Honda Africa Twin CRF1100L

The Honda Africa Twin, as we know it today, first hit the scene in 1986 as a Dakar-dominating 779cc V-Twin powered race machine. For four consecutive years, the then known NXR 750 would clinch victories in the world’s most challenging adventure rally.

Cyril Neveu, 1986 Paris-Dakar Rally on a Honda NXR750.

This initial success led to the production of the 1988 Honda XRV 650 Africa Twin. Staying true to its adventurous roots, the model came equipped with a metal headlight guard, twin aluminum radiators, a high exhaust, skid plate, and an HRC-inspired “tricolore” red, white, and blue color scheme. The 647cc liquid-cooled 52° V-Twin was said to make 57 horsepower. The XRV 650 weighed in at just over 400 pounds and carried 6.3 gallons of fuel. This model would become one of the first production adventure motorcycles as we know them today.

Honda XRV650 Africa Twin

After only two years of production, the XRV 650 was updated to the larger XRV 750. Displacement was increased to 742cc, but the engine remained otherwise the same 52° SOHC V-Twin with six valves and dual spark plugs, said to produce 62hp at 7500rpm and 45 lb-ft of torque at 6000rpm. Suspension was upgraded to a 43mm air-assisted telescopic Showa fork with 8.6 inches of travel with the rear using Honda’s Pro-Link adjustable monoshock which delivered 8.4 inches of travel. Brakes were also upgraded to a dual 276mm rotor, two-piston caliper set up in the front and a single 256mm rotor and single-piston caliper in the rear.

Honda XRV750 Africa Twin

In 1993, the model received a thorough redesign which brought the center of gravity down along with the seat height and weight. The lower CG was said to have drastically improved the machine’s capability off-road while maneuvering at low speed. After a mostly cosmetic update in 1996, the Africa Twin would remain relatively unchanged until it ceased production in 2003. While it may be hard to imagine, given the popularity of adventure motorcycling these days, the original Africa Twins were never officially sold stateside.

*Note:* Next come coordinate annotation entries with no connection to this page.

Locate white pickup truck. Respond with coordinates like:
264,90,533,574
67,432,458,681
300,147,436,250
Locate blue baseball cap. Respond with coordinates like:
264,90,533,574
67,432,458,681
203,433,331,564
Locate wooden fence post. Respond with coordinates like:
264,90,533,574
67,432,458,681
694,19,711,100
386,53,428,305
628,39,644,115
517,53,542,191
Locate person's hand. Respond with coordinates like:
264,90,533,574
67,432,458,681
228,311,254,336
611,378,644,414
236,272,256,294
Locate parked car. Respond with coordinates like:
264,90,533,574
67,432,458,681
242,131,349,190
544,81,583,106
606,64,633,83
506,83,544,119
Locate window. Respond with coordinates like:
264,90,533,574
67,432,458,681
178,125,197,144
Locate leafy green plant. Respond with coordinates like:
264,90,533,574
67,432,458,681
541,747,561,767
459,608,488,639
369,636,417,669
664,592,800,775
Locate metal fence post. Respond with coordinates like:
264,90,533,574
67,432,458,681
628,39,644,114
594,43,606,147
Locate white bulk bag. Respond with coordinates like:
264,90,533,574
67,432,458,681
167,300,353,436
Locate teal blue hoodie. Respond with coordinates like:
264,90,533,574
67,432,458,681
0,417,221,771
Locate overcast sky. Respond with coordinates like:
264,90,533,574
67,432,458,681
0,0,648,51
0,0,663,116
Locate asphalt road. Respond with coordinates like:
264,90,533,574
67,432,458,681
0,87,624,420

Honda Africa Twin CRF1000L

In 2016 though, 30 years after the original NXR 750 had blitzed its way through the Sahara and into the history books, Honda released a new iteration of its storied adventure motorcycle, the CRF1000L – and it would be available worldwide. A thoroughly modern adventure machine, the new Africa Twin was powered by a 998cc Parallel Twin with a throaty 270-degree firing order that was said to produce 93.9 crank horsepower at 7500 rpm, and 72.3 lb-ft of torque at 6000 rpm. This 2016 model came with a host of electronic rider aids as well as two transmission variants: a standard manual and Honda’s Dual-Clutch Transmission (DCT). The DCT models would replace the clutch lever with a parking brake and offer a fully automatic experience or the ability to be shifted manually via buttons on the left switchgear.

In 2018, Honda added the Africa Twin Adventure Sports to its lineup as more of a long-haul machine with a larger fuel tank, more suspension travel, and a host of accessories now included from the factory. Despite the model’s storied history, through 2019 as the adventure category tried to find a sweet spot of displacement, the Africa Twin never quite stacked up to other popular adventure machines in terms of performance.

In 2020, Honda released a thoroughly revamped Africa Twin featuring a new frame, cutting-edge technology, and a larger, more powerful 1084cc Parallel-Twin engine. This latest Africa Twin boasts the performance on-road and off that adventure riders had hoped for in the previous version. Despite the current trend in the middleweight adventure category, Honda has managed to produce an exciting, competent, tech-heavy machine that allows for adjustability that can suit a wide range of riders from experienced veterans to aspirant adventurers.